The photos and documentary footage were sent within two days of the visit — notably quick turnaround for state media, which in the last years of Kim Jong-il’s life typically provided only still images of the aging leader.

Mr. Ahn said it seemed odd to him that state media would show Kim Jong-un’s easy laughter with the troops just two weeks after his father’s death.

“It is a sign of the urgency the North feels in trying to put behind the Kim Jong-il leadership,” he said.


New banners and posters in Pyongyang urge the people to “follow the leadership of respected Comrade Kim Jong-un” and “devotedly defend” him.

Kim Jong-un also made his debut on a postage stamp: a 70-won stamp, equivalent to 50 U.S. cents at official exchange rates, depicts a smiling Kim Jong-un with his father, both clad in the same light gray parka.

His official portrait has not been made public yet, and it remains to be seen whether it will hang next to those of his father and grandfather in every building in North Korea.

Reports in South Korean media say Pyongyang’s premier Mansudae Art Studio created a Kim Jong-un portrait in 2010; it could be revealed as early as his birthday Sunday, predicted Cheong Seong-chang, a senior fellow at the Sejong Institute in South Korea.

North Koreans also show their loyalty by wearing pins of the Kims.
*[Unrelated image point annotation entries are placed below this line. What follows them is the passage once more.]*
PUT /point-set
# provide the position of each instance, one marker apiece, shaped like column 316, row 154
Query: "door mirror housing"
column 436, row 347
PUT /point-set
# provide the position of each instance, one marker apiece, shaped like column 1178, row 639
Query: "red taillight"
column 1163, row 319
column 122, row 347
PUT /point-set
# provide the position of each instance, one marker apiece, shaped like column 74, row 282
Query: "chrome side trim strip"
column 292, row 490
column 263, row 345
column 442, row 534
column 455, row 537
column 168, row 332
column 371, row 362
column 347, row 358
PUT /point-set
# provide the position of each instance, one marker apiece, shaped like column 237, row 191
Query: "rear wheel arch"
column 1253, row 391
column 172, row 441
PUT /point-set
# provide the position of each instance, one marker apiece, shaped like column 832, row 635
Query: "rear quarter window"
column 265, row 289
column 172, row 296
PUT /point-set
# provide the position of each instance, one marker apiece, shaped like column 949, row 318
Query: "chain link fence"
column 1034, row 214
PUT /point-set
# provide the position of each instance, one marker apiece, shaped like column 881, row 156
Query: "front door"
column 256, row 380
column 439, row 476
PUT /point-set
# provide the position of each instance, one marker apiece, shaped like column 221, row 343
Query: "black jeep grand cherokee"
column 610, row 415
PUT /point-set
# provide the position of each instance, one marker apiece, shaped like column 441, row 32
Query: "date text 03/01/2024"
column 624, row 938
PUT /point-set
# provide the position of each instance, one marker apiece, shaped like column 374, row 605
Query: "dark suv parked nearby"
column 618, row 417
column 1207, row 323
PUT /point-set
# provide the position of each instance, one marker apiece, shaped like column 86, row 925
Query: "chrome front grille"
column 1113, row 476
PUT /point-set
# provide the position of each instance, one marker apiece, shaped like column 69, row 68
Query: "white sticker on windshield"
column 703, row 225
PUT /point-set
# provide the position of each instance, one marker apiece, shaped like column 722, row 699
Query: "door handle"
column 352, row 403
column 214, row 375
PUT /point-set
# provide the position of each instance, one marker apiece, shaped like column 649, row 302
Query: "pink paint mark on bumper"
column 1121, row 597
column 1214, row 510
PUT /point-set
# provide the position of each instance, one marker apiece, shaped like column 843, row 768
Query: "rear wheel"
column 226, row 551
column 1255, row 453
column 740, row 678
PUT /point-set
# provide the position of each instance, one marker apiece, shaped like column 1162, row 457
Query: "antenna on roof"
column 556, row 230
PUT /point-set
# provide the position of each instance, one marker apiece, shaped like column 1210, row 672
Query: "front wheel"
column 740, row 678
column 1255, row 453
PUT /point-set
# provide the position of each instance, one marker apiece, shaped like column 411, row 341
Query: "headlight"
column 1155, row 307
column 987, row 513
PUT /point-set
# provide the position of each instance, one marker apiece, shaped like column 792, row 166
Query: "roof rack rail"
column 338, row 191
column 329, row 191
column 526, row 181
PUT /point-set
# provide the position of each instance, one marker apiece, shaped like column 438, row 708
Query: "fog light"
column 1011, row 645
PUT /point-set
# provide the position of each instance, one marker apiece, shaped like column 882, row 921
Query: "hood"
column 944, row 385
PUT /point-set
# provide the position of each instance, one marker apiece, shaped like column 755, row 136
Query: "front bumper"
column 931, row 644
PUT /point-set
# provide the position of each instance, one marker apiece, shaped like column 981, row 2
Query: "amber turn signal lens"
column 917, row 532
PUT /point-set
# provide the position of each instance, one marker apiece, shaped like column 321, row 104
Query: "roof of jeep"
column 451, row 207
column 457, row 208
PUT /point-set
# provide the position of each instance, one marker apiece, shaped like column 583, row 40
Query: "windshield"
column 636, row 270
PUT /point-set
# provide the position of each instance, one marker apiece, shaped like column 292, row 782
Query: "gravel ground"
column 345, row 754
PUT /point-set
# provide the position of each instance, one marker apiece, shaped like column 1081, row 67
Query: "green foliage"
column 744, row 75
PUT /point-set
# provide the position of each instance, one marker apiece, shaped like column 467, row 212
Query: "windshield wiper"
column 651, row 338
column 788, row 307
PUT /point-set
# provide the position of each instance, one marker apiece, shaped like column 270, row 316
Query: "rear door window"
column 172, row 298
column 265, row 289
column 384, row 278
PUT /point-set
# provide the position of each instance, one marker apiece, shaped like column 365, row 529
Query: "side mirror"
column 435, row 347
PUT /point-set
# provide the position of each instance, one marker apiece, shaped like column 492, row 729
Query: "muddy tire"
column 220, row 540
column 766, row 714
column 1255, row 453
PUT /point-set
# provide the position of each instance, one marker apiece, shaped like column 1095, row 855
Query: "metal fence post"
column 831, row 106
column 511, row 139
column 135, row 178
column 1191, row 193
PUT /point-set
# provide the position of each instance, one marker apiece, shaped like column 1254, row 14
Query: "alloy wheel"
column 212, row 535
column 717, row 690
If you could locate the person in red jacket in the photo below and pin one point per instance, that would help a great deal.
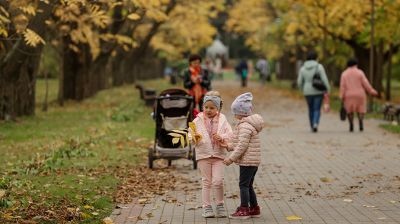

But even today, most still wear Kim Il-sung’s visage pinned to their shirts, not Kim Jong-il‘s.


Kim Jong-un became known in North Korea as the “Young General” beginning in September 2010, when state media announced that he had been made a four-star general. He became “Respected General” or “Illustrious General” last year in signs that offered blessings to him, his father and grandfather.

The day Kim Jong-il’s death was announced, state media referred to the son with a new, telling nickname: “Great Successor.”

“Supreme commander” of the military; “supreme leader” of the people, party and army; “great leader” — the nicknames began to echo those of his grandfather and father. The most affectionate remains “dear comrade” or “dear respected comrade.”

Kim Il-sung ruled as president and remains North Korea’s “eternal president” long after his death.